Approaching the pastry case in a bakery on the Left Bank of Paris, I offered my finest, “Bonjour!” Ready to order something in my hopeful French, the young woman asked, “What would you like?” Set aback by her English, I was flustered and studied the case with a frown. How to choose only one of those delectable, luscious, yummy pastries? Only one?
My eyes settled on a huge spiral of perfectly baked pastry, swirled with a bright green and dark brown filling. “Escargot,” it was labeled. My eyes popped and my stomach turned. Oh no, I thought to myself, oh, no, that’s just wrong.
“Qu’est-ce que c’est?” I ventured, hoping for reassurance that it wasn’t really snails. “Oh, that,” she reassured me, “pistachios and chocolate.”

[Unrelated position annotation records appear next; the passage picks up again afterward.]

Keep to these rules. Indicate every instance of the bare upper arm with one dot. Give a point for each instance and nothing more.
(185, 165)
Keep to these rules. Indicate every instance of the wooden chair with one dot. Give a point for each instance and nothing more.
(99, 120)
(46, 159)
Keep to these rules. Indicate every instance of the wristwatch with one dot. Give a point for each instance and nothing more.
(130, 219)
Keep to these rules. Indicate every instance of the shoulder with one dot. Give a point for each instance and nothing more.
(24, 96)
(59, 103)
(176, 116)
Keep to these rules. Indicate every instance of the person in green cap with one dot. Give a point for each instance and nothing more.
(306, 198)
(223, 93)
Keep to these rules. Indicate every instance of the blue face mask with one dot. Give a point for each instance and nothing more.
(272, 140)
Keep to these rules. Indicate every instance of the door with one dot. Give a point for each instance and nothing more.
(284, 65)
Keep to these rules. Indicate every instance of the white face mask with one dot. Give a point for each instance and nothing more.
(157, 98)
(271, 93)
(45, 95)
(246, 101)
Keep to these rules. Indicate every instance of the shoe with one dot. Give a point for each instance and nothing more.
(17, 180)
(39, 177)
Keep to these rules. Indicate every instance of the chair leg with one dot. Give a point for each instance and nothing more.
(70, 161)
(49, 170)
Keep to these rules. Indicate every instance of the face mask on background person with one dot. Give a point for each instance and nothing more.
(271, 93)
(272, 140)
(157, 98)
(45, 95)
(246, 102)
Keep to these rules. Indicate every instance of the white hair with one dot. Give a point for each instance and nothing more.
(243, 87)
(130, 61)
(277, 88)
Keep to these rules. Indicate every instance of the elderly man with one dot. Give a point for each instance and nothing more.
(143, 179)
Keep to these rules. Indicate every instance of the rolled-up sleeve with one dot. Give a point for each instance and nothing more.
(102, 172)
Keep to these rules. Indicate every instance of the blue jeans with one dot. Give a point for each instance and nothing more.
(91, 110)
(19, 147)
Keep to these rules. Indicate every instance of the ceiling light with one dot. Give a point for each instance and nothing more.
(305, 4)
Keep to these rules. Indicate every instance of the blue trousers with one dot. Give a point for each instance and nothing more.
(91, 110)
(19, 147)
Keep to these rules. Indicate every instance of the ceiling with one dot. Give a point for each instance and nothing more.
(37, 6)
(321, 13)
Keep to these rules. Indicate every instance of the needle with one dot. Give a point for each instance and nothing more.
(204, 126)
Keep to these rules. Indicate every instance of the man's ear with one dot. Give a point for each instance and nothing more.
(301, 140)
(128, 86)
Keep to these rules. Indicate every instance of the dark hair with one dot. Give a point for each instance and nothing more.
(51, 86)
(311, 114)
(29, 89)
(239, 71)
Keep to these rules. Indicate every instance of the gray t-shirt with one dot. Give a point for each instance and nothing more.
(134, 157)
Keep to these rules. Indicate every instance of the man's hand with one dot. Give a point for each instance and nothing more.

And so it was, and I sighed with relief and started to laugh. I laughed so hard I could barely speak to order one. I laughed at myself for thinking the French would do such a thing, at myself for imagining snails in pastry, laughed at the green and brown filling that might have been.
It was the finest pastry I had in France. No, in all of France, Switzerland and Italy.
And what I really loved was the good hard giggle I gave myself. What a lesson: an unexpected visual, an unexpected filling and flavor, all perfect, as French pastries are. Just like life, when we’re open to the unexpected.